Знал ли кто-нибудь, что у Бакста не только большая и талантливая, но к умная душа? Знали, конечно, да не интересовались: интересуются ли умом художника? И поэту радостно прощают глупость (одну ли глупость?), а в художнике или музыканте ее даже принято молчаливо поощрять. Откуда-то повелось, что искусство и большой ум — несовместимы. Кто этого не говорит, — тот думает. Потому и нет интереса к уму художника.
У меня этот интерес был, и я утверждаю, что Бакст обладал умом серьезным, удивляюще-тонким. Не об интуитивной тонкости я говорю, она в художнике не редкость, художнику полагается, но именно о тонкости умной. Он никогда не претендовал на длинные метафизические разглагольствования, — они были тогда в большой моде, — но, повторяю: случайное ли письмо, случайно ли выпавшая минута серьезного разговора, и опять я удивляюсь уму, именно уму, этого человека, такой редкости и среди профессиональных умников.
В Баксте умник наилучшим образом уживался не только с художником, но и с жизнерадостным школьником, гимназистом, то задумчивым, то попросту веселым и проказливым. Наши «серьезные разговоры» отнюдь не мешали нам иногда вместе выдумать какую-нибудь забаву. Так, помню, мы решили однажды (Бакст зашел случайно) написать рассказ, и тут же за него принялись. Тему дал Бакст, а так как была она весьма веселая, то мы, подумавши, решили писать по-французски. Рассказ вышел совсем не дурной: назывался он «La cle»[55]«Ключ» (фр.).. Мне было жаль впоследствии, что куда-то запропастился последний лист. Теперь, впрочем, все равно пропал бы, как пропали письма Бакста со всем моим архивом.

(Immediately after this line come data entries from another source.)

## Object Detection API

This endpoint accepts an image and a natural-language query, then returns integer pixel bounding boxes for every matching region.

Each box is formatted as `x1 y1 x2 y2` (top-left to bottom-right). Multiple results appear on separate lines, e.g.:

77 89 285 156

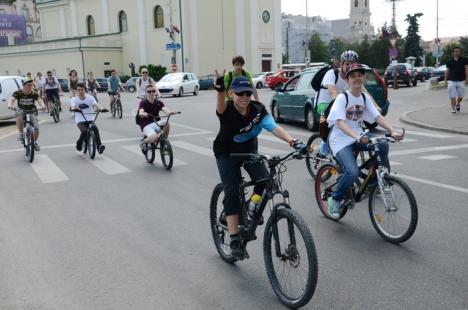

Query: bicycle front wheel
263 205 318 308
368 175 418 243
52 103 59 123
315 163 348 220
87 130 96 159
145 143 155 163
305 134 326 179
116 99 123 119
159 138 173 170
25 127 34 163
209 183 237 264
110 102 116 117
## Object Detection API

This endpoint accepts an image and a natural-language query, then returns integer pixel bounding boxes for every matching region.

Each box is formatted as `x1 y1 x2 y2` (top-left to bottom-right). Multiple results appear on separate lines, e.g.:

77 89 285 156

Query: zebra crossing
1 129 465 184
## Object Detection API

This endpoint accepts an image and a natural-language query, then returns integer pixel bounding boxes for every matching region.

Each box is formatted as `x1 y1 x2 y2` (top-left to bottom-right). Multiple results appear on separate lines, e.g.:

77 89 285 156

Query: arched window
154 5 164 29
26 25 33 40
36 27 42 38
118 11 128 32
86 15 95 35
354 0 358 7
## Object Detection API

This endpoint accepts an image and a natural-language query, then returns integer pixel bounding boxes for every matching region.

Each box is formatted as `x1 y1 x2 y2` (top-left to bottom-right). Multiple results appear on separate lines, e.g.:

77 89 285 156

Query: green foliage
119 75 131 83
308 32 329 62
138 64 167 81
425 54 436 67
328 38 348 60
440 42 460 64
458 37 468 57
404 13 424 66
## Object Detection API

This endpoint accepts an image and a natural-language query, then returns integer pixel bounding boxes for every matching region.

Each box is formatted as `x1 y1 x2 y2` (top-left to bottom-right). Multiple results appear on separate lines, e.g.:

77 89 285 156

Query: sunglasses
47 75 52 77
147 90 157 93
234 91 252 97
142 71 148 74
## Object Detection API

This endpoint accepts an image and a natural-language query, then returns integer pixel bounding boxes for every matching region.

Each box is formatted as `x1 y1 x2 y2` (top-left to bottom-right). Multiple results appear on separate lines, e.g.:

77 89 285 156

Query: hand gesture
213 69 226 93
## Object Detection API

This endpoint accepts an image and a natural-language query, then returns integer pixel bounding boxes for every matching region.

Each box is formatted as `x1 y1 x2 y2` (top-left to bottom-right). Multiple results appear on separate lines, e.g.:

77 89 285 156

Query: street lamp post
436 0 440 67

Постоянно, в те годы, встречались мы и в моем интимном кружке, очень литературном, но где Бакст был желанным гостем. А в работе пришлось мне видеть его раза два или три: когда он делал мои портреты и когда делал, у нас, портрет Андрея Белого.
Работал настойчиво, крепко, всегда недовольный собой. Белого, почти кончив, вдруг замазал и начал сызнова. А со мною вышло еще любопытнее.

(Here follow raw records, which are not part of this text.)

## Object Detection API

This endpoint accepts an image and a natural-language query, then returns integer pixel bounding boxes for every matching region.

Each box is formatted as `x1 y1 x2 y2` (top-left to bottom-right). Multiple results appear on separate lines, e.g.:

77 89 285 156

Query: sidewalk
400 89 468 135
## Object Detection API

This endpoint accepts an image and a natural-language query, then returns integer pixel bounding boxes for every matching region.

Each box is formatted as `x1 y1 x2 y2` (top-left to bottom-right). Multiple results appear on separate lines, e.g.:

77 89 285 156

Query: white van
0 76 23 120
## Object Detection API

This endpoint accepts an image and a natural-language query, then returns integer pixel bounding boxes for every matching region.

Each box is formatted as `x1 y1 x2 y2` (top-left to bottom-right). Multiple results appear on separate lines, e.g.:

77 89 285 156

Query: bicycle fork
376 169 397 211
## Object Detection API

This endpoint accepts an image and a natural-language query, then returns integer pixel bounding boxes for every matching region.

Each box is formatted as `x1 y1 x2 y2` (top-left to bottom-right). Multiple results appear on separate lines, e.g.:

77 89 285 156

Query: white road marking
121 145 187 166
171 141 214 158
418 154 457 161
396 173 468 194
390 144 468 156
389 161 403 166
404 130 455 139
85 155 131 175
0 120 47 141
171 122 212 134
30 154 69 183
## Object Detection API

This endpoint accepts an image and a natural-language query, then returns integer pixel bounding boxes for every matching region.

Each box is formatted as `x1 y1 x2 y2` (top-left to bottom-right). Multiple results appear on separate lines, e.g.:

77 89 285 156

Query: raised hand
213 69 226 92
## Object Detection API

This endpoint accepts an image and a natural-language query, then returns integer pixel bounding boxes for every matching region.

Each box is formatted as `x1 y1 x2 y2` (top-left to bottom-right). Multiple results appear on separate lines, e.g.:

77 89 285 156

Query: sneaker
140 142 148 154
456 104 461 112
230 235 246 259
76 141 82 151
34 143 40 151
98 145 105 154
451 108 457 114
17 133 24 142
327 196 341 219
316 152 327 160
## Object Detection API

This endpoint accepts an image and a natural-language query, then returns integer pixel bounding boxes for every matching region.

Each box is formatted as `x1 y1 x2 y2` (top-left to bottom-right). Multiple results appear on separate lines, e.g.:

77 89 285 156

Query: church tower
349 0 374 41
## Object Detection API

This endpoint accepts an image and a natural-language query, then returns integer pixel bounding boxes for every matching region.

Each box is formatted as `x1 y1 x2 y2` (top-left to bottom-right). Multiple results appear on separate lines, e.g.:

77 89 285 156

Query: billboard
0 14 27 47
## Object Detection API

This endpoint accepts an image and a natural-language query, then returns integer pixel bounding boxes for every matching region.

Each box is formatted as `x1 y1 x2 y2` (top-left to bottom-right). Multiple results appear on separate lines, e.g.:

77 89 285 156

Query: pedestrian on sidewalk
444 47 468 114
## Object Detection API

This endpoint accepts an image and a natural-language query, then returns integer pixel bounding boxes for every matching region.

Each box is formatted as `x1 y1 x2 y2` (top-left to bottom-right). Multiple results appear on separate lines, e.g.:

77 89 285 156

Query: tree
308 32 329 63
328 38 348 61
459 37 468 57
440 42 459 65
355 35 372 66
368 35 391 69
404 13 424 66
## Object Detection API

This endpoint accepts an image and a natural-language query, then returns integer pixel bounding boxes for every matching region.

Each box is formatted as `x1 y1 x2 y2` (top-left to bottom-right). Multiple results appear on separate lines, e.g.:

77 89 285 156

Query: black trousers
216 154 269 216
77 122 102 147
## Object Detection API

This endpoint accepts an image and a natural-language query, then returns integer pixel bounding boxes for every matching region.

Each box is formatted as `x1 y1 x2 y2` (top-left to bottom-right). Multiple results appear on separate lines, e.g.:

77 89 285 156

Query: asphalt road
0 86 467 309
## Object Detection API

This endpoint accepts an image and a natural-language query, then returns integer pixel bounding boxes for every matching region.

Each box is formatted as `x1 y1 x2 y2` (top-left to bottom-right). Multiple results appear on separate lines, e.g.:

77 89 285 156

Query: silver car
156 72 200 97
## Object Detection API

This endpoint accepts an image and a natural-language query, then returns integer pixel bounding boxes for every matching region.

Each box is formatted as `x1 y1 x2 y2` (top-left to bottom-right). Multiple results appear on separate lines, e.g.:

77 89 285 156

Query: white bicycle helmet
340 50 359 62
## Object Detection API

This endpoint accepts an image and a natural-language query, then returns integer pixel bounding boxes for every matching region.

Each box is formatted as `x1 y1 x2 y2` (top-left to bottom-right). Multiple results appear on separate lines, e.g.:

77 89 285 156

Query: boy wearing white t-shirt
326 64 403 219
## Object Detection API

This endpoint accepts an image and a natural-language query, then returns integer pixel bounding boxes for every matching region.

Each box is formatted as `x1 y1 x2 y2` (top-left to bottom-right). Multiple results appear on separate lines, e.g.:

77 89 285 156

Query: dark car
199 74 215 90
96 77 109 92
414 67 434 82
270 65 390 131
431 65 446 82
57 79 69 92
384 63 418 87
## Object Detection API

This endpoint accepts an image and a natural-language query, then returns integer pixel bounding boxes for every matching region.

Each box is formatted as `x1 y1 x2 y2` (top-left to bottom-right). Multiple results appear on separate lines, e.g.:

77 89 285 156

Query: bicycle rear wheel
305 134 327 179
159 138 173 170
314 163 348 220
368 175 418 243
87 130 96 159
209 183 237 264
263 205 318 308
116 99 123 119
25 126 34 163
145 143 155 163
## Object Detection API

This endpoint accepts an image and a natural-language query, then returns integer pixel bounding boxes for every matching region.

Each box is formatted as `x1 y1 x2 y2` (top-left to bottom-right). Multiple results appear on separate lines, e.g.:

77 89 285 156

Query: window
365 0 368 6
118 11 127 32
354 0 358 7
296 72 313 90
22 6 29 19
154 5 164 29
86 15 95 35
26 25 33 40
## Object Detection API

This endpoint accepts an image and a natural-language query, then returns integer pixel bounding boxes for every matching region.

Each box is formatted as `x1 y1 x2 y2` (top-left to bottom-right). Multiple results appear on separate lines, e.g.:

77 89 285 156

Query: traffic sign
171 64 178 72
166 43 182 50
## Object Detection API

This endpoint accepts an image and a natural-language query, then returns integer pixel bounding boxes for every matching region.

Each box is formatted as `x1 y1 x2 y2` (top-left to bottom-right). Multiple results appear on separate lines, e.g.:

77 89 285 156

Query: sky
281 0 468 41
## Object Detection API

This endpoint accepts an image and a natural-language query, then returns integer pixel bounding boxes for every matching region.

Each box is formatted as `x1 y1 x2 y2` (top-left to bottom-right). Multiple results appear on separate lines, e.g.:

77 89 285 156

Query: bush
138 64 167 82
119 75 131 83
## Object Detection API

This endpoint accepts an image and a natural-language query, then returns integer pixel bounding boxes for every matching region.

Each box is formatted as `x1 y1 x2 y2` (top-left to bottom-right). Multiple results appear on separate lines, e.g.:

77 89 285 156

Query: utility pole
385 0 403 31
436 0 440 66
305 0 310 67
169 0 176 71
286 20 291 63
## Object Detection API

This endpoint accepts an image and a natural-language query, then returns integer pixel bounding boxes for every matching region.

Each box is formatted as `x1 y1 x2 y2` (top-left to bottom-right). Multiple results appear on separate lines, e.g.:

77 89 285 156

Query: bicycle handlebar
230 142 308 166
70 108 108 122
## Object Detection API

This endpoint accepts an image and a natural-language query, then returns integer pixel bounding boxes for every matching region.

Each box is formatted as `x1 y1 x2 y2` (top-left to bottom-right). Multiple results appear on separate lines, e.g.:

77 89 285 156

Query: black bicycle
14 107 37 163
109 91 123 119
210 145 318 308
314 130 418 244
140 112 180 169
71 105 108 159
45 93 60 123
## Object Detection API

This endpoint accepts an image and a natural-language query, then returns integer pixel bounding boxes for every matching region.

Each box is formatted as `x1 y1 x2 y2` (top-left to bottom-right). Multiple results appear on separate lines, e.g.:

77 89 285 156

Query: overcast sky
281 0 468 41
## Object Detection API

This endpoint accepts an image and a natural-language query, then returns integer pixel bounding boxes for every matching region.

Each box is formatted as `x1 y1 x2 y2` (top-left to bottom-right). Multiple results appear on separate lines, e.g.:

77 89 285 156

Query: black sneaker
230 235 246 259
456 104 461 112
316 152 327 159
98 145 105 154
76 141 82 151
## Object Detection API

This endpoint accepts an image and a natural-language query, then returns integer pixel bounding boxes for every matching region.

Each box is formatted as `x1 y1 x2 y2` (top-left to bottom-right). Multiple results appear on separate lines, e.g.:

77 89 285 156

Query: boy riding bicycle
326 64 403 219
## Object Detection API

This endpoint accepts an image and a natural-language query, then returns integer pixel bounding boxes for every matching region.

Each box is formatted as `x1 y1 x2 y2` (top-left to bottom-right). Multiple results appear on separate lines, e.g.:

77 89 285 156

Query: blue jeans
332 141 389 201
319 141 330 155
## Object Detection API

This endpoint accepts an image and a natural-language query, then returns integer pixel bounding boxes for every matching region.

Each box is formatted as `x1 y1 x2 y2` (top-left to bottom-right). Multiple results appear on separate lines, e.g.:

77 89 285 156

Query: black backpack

Не знаю почему — его мастерская была тогда в помещении какого-то экзотического посольства, не то японского, не то китайского, на Кирочной. Там и происходили наши сеансы, всего три или четыре, кажется.

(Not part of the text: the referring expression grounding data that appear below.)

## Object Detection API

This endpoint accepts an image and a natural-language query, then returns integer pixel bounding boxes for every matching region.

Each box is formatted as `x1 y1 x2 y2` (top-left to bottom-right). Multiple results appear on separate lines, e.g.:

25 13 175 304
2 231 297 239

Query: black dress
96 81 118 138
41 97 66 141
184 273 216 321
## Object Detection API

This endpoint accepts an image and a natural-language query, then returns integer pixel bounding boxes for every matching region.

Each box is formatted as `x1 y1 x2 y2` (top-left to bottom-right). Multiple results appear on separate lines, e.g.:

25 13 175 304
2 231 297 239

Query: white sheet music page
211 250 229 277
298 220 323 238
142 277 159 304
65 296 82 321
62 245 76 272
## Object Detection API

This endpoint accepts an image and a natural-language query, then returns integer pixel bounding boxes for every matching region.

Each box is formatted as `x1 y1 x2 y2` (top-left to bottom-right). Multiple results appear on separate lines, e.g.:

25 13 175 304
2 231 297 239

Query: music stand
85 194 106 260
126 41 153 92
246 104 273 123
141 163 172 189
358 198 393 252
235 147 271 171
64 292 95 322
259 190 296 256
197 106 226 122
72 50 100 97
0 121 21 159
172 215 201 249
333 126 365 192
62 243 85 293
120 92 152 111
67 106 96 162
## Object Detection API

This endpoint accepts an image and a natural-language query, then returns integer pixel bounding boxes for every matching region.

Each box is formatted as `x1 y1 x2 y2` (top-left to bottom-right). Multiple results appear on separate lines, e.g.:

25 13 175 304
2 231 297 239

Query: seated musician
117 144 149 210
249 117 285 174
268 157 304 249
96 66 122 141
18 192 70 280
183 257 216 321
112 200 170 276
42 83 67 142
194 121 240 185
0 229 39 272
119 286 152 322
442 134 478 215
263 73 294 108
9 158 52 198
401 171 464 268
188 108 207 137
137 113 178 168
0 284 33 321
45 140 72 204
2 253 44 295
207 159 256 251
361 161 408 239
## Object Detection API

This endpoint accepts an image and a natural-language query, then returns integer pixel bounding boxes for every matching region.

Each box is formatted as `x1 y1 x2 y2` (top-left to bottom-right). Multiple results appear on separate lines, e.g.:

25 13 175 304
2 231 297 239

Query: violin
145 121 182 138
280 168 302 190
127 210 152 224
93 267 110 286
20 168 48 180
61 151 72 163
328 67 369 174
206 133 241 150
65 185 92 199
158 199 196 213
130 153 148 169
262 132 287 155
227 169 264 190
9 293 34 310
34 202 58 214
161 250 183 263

Портрет был опять почти готов, но Баксту молчаливо не нравился. В чем дело? Смотрел-смотрел, думал-думал — и вдруг взял да и разрезал его пополам, горизонтально.
Что вы делаете?
Коротко, вы — длиннее. Надо прибавить.
И, действительно, «прибавил меня», на целую полосу. Этот портрет так, со вставленной полосой, и был потом на выставке[56]Перед войной этот портрет находился, кажется, в коллекции Юрия Беляева (?), где он теперь — неизвестно..
Еще одна черта, совсем, казалось бы, несвойственная Баксту, с его экзотикой, парижанством и внешним «снобизмом»: нежность к природе, к земле русской, просто к земле, к лесу деревенскому, обыкновенному, своему. Может быть, и не осталось в нем этого в последние десятилетия, забылось, стерлось (вероятно, стерлось), но все равно — было: ведь сказалось же однажды с такой неотразимой искренностью в письме ко мне из Петербурга в деревню, что и теперь вспоминается.
Мы виделись и переписывались с Бакстом периодически; случалось, теряли друг друга по годам. Частые мои отлучки за границу этому содействовали, «Мир Искусства» шел к концу; расцвет его был позади.
Вернувшись как-то в Петербург, слышу: Бакст женится. Потом: Бакст женился. И потом, еще через какое-то время: Бакст болен. Спрашиваю его друзей: чем болен? Они сами не знают или не понимают: какая-то странная меланхолия, уныние; он очень мнительный, и ему кажется, что неведомые беды ждут его, так как он перешел в христианство (в лютеранство, для женитьбы, жена его русская).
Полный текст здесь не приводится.